Sunny debugged the next few errors in the same way. A couple of them were obvious, but for others, she had to remember what she'd learned, or quickly flip through the manual. (Maybe, just maybe, Robert was right; her brain and information could be just as effective as a weapon.) But just when the other errors had started to shift nervously away from Sunny and free up some space around her, she encountered an error involving methods.
public static boolean isEven(num) {
System.out.println(num%2 == 0);
}
Sunny read through the code once. Then twice. Then she took a breath and tried to talk through it, word-by-word, trying not to let her confusion in the café shake her. "So, Robert said I didn't need to worry about ‘public' or ‘static.' So then there's ‘boolean.' That– that means the method returns a boolean, right? Okay, so does it?" Sunny glanced at the code again. "Looks like it just prints. So do I…?" Sunny changed the print statement to a return statement.
public static boolean isEven(num) {
return (num%2 == 0);
}
She waited for the words to flash and disappear, but nothing happened. Sunny let out a shaky breath. Had she done something wrong? Should she have changed "boolean" to "void" instead? But no, boolean should've been fine if a boolean was returned– which one was. num%2 == 0 looked like it could've been a condition for an if statement, so it was a boolean. Sunny combed through the code again. "‘isEven' seems like a good, clear name. Then ‘num'...?"
Sunny tried to think back to the examples that Robert had given her before. Then it hit her. "The type! It's missing the ‘int.'"

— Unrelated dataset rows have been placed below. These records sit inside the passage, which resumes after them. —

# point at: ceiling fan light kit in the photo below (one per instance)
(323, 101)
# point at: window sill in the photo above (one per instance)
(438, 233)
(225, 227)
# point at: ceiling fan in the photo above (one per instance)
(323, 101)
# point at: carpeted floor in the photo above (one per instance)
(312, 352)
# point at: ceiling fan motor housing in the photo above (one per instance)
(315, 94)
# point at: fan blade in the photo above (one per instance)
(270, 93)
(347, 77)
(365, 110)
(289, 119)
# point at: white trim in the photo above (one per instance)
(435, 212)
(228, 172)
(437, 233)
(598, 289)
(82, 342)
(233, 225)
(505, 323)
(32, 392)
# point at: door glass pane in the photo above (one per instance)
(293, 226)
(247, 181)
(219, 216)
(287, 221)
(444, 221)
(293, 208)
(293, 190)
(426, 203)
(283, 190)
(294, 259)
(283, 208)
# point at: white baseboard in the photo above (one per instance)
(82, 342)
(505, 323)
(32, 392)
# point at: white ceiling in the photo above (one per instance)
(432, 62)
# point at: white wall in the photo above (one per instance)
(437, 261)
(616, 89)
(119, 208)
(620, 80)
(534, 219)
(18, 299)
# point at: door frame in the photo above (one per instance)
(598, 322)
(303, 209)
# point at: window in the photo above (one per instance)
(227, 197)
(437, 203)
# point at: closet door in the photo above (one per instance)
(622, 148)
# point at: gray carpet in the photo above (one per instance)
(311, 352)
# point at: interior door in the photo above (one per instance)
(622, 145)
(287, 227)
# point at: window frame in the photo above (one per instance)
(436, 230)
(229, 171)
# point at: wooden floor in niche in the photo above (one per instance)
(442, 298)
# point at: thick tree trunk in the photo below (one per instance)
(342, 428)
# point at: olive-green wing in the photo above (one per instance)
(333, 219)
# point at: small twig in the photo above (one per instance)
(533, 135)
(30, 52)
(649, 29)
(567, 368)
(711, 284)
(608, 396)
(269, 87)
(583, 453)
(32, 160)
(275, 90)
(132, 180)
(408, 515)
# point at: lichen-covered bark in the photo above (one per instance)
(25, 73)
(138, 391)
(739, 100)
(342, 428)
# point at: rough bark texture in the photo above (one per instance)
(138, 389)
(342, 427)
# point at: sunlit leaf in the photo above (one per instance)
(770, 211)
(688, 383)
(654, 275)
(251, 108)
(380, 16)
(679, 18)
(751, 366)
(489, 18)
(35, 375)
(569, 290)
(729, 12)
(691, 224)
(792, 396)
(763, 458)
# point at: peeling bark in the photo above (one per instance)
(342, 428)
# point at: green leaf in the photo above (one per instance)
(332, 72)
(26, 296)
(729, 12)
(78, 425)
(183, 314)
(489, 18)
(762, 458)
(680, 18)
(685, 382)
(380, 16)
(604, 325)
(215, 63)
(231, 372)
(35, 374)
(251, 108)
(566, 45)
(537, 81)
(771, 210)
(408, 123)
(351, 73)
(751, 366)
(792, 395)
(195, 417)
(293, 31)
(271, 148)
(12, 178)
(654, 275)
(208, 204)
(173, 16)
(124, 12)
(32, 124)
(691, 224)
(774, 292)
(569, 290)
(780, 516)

public static boolean isEven(int num) {
return (num%2 == 0);
}
This time, the code glowed and disappeared. Sunny breathed a sigh of relief. Including two errors had been tricky. What did that error even represent, then? Just any errors within methods? Quickly, Sunny dismissed the distracting question and attacked the two remaining errors with renewed vigor.
Finally, Sunny had cleared a path out of the kitchen area. She kept a good grip on the manual as she ran back out to the main area of the fast-food building, the thrill of solving the errors still buzzing in her.
"You there!" she declared imperiously, pointing a righteous finger at Jasper. Jasper jolted, then turned around and glared at her.
"I'm working on a solutio–"
Sunny used her non-pointing hand to heft the reference manual threateningly. "I will gladly chuck this book at your head if you don't unhand Robert immediately." A dangerous grin spread over her face.